Lake Mary Ann or Tingkkarli, previously known as Mary Ann Dam is situated about  north of Tennant Creek, Northern Territory, Australia, just off the Stuart Highway. It is a man-made dam where some water sports can be conducted such as swimming or canoeing, surrounded by landscaped grassy areas on one side and natural bushland on the other.

History

Waramungu people have lived in the area of Tingkkarli for thousands of years. After colonisation, it was pegged as mining lease GML441E by Nugget Wilson and Bill Howes and Harold Williams. Wilson and Howes named the mine 'Mary Ann' after their respective daughters Mary Jean and Wendy Ann. The nearby by watercourse then became known as Mary Ann Creek or Mary Ann Billabong.

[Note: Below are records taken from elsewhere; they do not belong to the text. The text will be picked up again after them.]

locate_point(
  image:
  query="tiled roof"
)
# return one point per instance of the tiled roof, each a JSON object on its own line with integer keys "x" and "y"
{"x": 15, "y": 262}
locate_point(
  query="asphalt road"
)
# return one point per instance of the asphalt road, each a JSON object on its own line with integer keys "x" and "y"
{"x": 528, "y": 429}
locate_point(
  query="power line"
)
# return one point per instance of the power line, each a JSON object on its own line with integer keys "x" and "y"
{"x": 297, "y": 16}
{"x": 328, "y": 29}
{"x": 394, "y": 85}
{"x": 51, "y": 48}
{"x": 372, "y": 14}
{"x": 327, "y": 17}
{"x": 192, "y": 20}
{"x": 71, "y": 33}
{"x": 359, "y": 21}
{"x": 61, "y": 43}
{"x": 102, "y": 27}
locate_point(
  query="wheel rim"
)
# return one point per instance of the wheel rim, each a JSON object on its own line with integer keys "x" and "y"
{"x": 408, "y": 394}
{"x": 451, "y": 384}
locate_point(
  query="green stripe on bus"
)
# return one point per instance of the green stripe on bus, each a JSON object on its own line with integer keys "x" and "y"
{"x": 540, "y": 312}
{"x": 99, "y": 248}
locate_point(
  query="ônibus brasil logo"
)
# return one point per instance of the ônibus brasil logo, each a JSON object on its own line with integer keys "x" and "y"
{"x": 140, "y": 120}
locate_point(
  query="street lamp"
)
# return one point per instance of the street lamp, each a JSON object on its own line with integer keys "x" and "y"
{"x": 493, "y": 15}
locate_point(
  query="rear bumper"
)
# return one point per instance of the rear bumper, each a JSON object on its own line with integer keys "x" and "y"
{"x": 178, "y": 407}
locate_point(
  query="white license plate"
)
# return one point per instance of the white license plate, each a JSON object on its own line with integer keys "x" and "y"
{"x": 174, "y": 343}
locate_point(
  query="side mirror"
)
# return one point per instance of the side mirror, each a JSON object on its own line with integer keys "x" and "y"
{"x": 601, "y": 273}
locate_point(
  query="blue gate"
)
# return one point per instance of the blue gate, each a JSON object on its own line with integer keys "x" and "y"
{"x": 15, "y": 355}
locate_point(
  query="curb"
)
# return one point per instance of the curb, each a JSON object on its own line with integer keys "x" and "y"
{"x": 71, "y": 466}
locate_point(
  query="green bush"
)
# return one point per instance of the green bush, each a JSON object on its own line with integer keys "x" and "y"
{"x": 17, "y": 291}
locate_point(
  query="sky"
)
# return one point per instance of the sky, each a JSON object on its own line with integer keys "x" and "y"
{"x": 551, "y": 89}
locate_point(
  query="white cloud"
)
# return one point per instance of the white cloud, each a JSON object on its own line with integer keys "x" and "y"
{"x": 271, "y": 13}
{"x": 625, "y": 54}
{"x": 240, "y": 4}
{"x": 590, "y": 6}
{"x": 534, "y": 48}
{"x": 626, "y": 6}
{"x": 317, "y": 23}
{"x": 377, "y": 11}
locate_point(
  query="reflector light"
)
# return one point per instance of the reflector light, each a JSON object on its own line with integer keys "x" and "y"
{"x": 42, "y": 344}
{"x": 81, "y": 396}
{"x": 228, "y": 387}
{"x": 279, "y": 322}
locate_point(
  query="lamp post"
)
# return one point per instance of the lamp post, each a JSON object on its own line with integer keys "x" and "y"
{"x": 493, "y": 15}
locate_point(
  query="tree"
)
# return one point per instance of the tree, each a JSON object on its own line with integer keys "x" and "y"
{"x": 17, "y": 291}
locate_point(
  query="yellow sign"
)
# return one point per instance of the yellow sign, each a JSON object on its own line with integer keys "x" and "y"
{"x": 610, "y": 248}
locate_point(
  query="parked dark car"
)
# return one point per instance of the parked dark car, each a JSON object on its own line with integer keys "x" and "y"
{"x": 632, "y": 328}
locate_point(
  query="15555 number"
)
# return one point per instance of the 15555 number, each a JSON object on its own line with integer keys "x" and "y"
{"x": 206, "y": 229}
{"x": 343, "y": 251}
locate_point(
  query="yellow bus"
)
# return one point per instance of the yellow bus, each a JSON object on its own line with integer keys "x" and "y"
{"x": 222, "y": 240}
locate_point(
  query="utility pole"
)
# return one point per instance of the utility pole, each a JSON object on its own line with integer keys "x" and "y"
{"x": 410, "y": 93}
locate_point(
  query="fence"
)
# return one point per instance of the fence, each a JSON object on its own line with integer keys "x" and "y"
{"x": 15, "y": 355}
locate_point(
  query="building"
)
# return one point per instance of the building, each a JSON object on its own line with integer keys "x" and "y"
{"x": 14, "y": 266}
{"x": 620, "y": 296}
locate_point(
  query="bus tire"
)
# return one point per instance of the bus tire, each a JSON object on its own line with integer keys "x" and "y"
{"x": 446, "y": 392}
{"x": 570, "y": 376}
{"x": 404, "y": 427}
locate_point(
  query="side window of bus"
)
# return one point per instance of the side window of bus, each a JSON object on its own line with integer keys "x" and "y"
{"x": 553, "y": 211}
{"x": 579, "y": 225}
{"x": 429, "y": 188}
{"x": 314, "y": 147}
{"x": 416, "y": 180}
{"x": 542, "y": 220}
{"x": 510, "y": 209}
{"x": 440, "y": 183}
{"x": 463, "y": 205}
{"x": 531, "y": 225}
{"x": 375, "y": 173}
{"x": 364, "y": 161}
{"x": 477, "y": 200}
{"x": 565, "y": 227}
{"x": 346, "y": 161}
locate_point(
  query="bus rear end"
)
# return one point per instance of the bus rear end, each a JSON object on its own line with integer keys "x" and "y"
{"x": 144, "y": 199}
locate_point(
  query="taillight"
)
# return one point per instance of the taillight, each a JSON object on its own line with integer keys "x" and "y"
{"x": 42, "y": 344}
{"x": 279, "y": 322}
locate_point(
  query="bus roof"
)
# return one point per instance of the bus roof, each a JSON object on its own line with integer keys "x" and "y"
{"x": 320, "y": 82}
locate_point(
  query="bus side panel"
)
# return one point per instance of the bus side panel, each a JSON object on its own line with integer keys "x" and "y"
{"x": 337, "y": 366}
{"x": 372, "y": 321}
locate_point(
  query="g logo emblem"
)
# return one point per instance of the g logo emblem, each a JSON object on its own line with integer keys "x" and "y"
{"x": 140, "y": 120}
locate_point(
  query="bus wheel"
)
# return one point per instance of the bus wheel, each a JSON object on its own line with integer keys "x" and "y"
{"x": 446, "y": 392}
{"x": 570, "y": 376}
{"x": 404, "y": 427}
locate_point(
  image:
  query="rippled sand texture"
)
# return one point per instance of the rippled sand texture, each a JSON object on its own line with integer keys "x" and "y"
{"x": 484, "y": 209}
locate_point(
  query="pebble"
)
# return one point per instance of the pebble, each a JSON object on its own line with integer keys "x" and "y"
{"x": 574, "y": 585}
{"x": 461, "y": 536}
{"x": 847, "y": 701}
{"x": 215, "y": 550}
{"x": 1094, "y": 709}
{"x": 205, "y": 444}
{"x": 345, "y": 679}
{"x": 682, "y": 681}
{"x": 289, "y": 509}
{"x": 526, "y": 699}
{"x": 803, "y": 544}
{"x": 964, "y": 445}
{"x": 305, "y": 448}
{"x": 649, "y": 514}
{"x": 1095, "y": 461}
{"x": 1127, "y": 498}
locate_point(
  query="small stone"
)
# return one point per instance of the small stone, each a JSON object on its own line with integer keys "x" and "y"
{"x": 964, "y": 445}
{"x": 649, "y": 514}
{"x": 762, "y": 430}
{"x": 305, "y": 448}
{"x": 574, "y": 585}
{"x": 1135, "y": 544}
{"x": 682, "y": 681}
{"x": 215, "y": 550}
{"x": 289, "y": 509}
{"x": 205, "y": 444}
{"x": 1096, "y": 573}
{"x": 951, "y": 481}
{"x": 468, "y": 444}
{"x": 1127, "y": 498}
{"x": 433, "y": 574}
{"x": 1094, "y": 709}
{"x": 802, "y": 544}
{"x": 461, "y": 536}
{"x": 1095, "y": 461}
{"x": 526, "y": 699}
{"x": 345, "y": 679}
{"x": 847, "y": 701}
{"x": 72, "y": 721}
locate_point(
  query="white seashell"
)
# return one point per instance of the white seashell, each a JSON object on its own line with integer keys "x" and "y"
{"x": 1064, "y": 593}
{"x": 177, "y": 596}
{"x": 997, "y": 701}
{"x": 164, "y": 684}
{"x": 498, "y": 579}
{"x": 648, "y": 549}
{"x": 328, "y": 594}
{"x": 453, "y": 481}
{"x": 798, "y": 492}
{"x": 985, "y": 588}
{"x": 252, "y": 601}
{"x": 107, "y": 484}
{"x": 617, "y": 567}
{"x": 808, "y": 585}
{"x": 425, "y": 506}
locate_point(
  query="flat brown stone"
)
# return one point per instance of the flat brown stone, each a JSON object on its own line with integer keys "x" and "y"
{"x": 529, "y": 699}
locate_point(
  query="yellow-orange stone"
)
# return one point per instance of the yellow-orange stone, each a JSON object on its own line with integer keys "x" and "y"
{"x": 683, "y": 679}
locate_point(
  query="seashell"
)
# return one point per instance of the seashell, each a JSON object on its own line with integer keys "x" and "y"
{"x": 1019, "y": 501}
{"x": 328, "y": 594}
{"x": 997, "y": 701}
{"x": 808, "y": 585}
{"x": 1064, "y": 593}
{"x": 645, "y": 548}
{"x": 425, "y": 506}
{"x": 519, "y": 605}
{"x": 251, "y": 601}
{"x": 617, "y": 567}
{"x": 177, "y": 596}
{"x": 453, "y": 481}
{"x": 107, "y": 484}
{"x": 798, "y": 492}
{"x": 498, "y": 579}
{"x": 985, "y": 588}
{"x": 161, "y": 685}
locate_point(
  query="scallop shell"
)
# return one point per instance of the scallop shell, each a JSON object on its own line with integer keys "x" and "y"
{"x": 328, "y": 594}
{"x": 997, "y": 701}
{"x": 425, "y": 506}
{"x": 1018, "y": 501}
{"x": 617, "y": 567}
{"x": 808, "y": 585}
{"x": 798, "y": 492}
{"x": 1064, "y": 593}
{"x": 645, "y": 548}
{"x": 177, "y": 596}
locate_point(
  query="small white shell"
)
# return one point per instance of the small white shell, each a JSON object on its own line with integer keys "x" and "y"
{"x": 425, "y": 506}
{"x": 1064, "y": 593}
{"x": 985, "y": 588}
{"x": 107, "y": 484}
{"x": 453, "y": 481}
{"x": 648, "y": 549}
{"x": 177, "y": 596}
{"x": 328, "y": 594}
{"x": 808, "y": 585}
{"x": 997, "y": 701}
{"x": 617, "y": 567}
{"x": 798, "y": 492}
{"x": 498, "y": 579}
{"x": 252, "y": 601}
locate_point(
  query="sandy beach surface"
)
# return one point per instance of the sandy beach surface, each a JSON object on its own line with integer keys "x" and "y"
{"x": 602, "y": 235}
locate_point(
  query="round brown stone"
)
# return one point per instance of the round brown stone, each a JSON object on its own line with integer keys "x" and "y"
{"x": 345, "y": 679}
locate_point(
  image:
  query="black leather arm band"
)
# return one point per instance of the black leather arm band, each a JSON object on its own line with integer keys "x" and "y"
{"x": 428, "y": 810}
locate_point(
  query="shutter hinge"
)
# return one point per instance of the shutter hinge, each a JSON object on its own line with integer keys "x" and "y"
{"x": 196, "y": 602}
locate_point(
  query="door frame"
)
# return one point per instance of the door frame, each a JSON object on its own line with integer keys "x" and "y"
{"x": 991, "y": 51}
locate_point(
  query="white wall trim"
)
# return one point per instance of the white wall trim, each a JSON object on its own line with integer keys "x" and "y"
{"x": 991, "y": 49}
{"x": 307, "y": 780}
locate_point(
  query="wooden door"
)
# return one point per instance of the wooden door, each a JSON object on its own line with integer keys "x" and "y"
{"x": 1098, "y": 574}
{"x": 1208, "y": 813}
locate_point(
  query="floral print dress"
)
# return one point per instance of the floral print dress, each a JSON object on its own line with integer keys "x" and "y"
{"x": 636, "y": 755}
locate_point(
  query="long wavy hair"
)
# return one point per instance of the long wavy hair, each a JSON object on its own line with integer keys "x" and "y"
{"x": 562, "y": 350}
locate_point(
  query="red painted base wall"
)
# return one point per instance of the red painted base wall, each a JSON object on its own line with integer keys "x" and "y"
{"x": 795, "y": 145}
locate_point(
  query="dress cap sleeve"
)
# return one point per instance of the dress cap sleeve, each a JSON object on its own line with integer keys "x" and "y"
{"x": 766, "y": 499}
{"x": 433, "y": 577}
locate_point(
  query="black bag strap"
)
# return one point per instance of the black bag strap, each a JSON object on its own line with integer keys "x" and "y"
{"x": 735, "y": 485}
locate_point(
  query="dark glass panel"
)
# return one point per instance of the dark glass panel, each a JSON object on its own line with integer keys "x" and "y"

Originally the site was investigated with a view to increase the water supply for Tennant Creek and Peko Mine in the late 1940s, and later again in the mid-1950s. In 1977, local residents proposed that a recreational dam could be constructed close to Tennant Creek. The Northern Territory Government supported the proposal and construction commenced during 1979 and 1980.

It was opened on 24 April 1981 by the Hon Ian Tuxworth and was originally called the Mary Ann Dam.

In 2014, The Federal Court determined seven native title claims in the area of Lake Mary Ann covering 37,000 square kilometres.